I walk over to the gathered fathers standing along the third base line and make a bland comment to one of them about the rain. He seems thrilled, all of the sudden, to have someone to talk to. He busily talks about his child, making sure that I know that last year he was an all-star. He tells me what a great pitcher his son is. He says I should keep an eye on his all season.
Another child is tubby, slow. He cannot catch. He cannot throw. I am certain that he cannot hit. The boy looks miserable. Some of the other kids–my son are mocking him. I am the only one to say anything, the boy’s father red faced. I call my son over. I ask him what is going on. My son says that the boy is very shy, and is probably the nicest person he has ever met, but that the other kids don’t want him on their team because he isn’t any good at the game.
My son is presently telling some of the others to stop.

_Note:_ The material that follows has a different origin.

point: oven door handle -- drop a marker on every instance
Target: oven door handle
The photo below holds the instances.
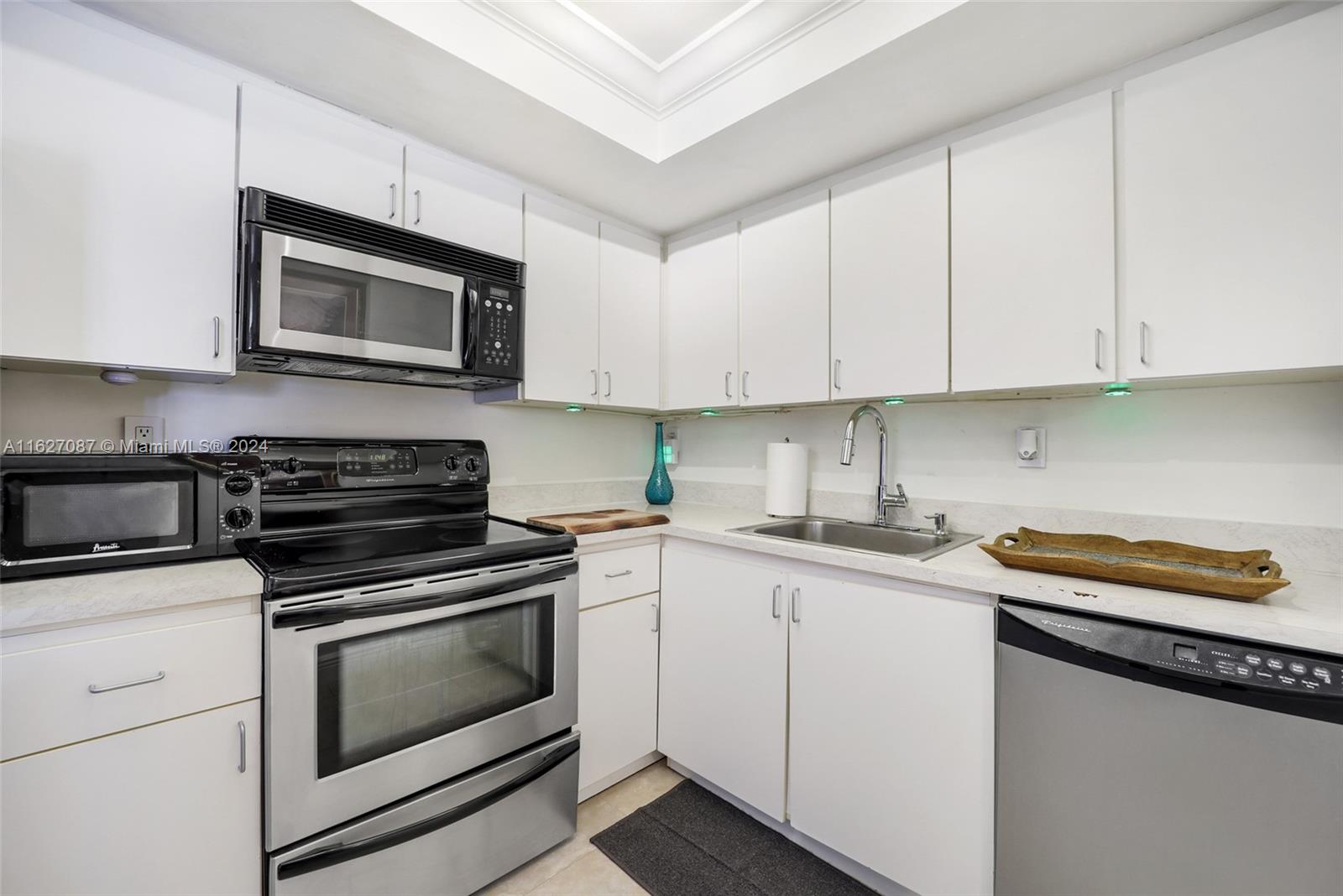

A few– the kids of the real fucking assholes, those in their Hummers and weekend Porsches–the bulk of them in expensive SUVs that they really don’t need–they refuse to let it go. Every third word out of their mouths is some form of ‘fuck.’ One of these 13 year old kids, apparently with the nodding approval of his father, talks about how he “finger fucked” his girlfriend “last night in the fucking basement.”
So the game has finally started and I go to socialize. I spoke with one of the dads for a while–one of those forgettable discussions about previous seasons and our cursory plans later in the day (my daughter gets a nice birthday dinner at some joint back home in the city.) Decent guy; right attitude. He does not take it too seriously, unlike most of the other parents, anxiously pacing around, calling out balls and strikes.
One guy–a real motherfucker, so harsh in this scrimmage towards his son that the boy walked off the field crying–seems to believe that his child’s team is all about himself. Winning is everything as far as he is concerned (this game is essentially preseason and does not count). This is the lesson he offers his son, a form of bitter aggression that will someday consume him when he has his own children to boss around. He, like so many others, is creating a monster.
One of the boys is superb. A slugger who sent the ball flying all the way over to the soccer field net in deep, deep center field, is also the most team-oriented, least arrogant–wait–my son is batting . . . 0-1, 1-1, 2-1, 2-2, ground out–the team star has a wonderful father. Here is a man who sacrifices himself for his children, like any parent is supposed to do, at least more often than not. He is encouraging, demands hard work, and realizes that not everything is about himself.
On the most part this is a pretty good group. There is the same arrogance, the same pettiness and selfishness that is tragically inevitable when kids are desperate to impress their watching parents. This is our competitive nature. I could go on and on and eventually trash every single one of them, pointing out the covered up stupidity of our manifest flaws, but I have presently decided against this. The skies are clearing and the sun has started to broil up the chilling wind. It looks as though it will be a lovely day after all. Besides–and what can I say, I am a long time fan–how bad could things possibly be? It’s the start of baseball season.